Adjusting for number of games and at-bats, batting average, all-star status, weight, height, batting hand, and age at debut, we predict that a pitcher has 2.815 times the salary of a catcher.
Exercise 6.2
The \(\lambda\) chosen was 0.003813. All variables were included in the LASSO model.
Exercise 7.1
The authors performed a hypothesis test on an interaction term between time (year) and age group. We know this because they specifically are comparing the increase over time itself (that is, the slope corresponding to year) between the two groups. Example null and alternative hypotheses are \(H_0: \beta_{year \times group} = 0\) vs. \(H_1: \beta_{year \times group} \neq 0\).
Exercise 7.2
No. Their statement affirms the null hypothesis by stating it is true (“the increase…did not differ”) as opposed to a correct statement along the lines of “there was not enough evidence to suggest a difference,” etc.

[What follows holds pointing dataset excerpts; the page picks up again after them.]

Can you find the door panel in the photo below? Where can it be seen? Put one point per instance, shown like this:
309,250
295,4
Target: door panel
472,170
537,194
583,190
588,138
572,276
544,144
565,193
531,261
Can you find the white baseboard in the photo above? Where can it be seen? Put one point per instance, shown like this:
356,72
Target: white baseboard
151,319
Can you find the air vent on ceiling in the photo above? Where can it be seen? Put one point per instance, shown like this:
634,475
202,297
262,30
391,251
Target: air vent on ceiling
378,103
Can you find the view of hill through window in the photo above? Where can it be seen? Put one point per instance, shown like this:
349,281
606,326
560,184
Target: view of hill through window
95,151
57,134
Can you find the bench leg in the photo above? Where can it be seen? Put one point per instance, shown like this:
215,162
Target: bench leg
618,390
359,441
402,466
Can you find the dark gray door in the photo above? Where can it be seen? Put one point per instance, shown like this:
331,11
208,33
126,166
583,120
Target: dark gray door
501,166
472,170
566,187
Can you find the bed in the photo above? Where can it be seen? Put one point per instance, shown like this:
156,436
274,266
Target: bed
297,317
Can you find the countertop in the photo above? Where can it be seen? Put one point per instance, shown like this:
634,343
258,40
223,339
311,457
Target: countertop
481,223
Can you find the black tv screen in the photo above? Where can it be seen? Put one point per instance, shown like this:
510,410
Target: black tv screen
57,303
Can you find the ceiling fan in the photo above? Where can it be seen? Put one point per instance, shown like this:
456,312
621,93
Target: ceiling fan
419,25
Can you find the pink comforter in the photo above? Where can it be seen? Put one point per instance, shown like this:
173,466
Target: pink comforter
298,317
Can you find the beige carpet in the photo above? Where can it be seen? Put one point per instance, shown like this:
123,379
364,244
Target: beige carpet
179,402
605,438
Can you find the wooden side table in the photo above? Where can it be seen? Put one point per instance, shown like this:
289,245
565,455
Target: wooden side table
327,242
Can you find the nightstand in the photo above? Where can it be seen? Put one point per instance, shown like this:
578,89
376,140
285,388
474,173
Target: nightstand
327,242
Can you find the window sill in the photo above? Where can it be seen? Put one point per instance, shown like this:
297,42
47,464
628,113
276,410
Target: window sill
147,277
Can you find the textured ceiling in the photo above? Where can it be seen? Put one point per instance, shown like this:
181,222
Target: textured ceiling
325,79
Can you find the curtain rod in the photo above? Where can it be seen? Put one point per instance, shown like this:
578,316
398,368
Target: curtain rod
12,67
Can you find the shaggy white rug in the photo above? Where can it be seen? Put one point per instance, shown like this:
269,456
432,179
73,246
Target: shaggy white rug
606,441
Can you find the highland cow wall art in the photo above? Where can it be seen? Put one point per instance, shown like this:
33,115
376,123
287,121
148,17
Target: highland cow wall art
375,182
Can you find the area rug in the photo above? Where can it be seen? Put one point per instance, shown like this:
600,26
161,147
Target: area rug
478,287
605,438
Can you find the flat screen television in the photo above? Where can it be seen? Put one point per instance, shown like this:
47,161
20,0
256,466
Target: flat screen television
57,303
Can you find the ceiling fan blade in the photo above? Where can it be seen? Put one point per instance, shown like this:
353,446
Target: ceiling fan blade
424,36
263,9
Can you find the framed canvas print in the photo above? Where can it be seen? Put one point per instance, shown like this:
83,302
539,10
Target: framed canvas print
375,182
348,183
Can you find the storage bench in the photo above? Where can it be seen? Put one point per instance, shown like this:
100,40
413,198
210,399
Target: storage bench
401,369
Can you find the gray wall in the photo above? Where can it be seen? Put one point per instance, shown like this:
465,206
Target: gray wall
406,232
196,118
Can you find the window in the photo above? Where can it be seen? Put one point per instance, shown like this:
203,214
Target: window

This pattern is due to the league contracted minimum starting salary of approx. $500k. All of these players have the same salary, but have different predictions from the model based on their characteristics. The model has no way of “knowing” that they are receiving the MLB minimum contract, as this information wasn’t included (e.g., number of years spent in the league).